The Ogba people are ruled by the Eze Ogba of Ogba land, Barr. Nwachukwu Nnam Obi III.

==Nchaka festival==
NchakaEgwu Ogba is an annual cultural festival celebrated within November or December to mark harvest season to thank God (Chukwuabiama) and other divinities for giving them fertile soil and good harvest.

It is symbolized with Yam rituals. The festival begins with a royal proclamation made by the Eze (king) at the traditional market square known as Ahiankwo. The proclamation is marked with a royal feat when the Eze of Ogba Land entertains clan heads traditional title holders and other elites. The festival last for five days. Yam is the main food throughout the festival period. The festíval features sanitation and purification exercises involving painting and decoration of houses, clearing of shrines, bush paths, leading to farms, streams, sacred grounds, and market square. The festival features processions, courtesy visits and wrestling competitions. The climax of events is displayed by Nchaka dance and magical displays. There are two categories of Nchaka masquerade, namely Nchaka-ki Iyenwa (the female) and Nchaka ki-ikenwa (the male).

The festival offers an opportunity for all communities in the kingdom to come together also to interact with their neighbors. Ogbas particularly those in Diaspora seize the opportunity to return home, some with their foreign friend.

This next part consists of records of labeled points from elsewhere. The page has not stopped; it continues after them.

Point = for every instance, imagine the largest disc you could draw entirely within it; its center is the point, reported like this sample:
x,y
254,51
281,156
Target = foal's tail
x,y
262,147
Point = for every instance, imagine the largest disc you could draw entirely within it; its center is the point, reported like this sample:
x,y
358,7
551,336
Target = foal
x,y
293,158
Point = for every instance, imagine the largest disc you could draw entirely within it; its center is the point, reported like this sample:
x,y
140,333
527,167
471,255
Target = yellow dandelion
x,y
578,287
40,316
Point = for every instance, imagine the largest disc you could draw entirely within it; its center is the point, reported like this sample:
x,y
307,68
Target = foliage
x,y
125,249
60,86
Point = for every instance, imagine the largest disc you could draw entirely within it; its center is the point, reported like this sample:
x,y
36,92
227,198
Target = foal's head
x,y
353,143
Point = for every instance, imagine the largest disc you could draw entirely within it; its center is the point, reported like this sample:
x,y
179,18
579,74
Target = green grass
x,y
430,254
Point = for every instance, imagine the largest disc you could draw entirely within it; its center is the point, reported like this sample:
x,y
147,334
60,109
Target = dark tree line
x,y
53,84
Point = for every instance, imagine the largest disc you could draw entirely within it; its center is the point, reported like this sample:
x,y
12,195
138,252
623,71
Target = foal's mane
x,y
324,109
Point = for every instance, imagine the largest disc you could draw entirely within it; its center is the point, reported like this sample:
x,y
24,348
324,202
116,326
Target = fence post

On the occasion of 2010 Nchaka festival, the reigning Monarch, The King. Chukwumela Nnam Obi II (0ON,JP) observed that:

"The objectives of any cultural policy for the country (Nigeria) should aim at ensuring the continuity of traditional skills. Sports, and cultural festivals and their progressive adaption to serve modern needs and establish a disciplined, moral and enterprising society".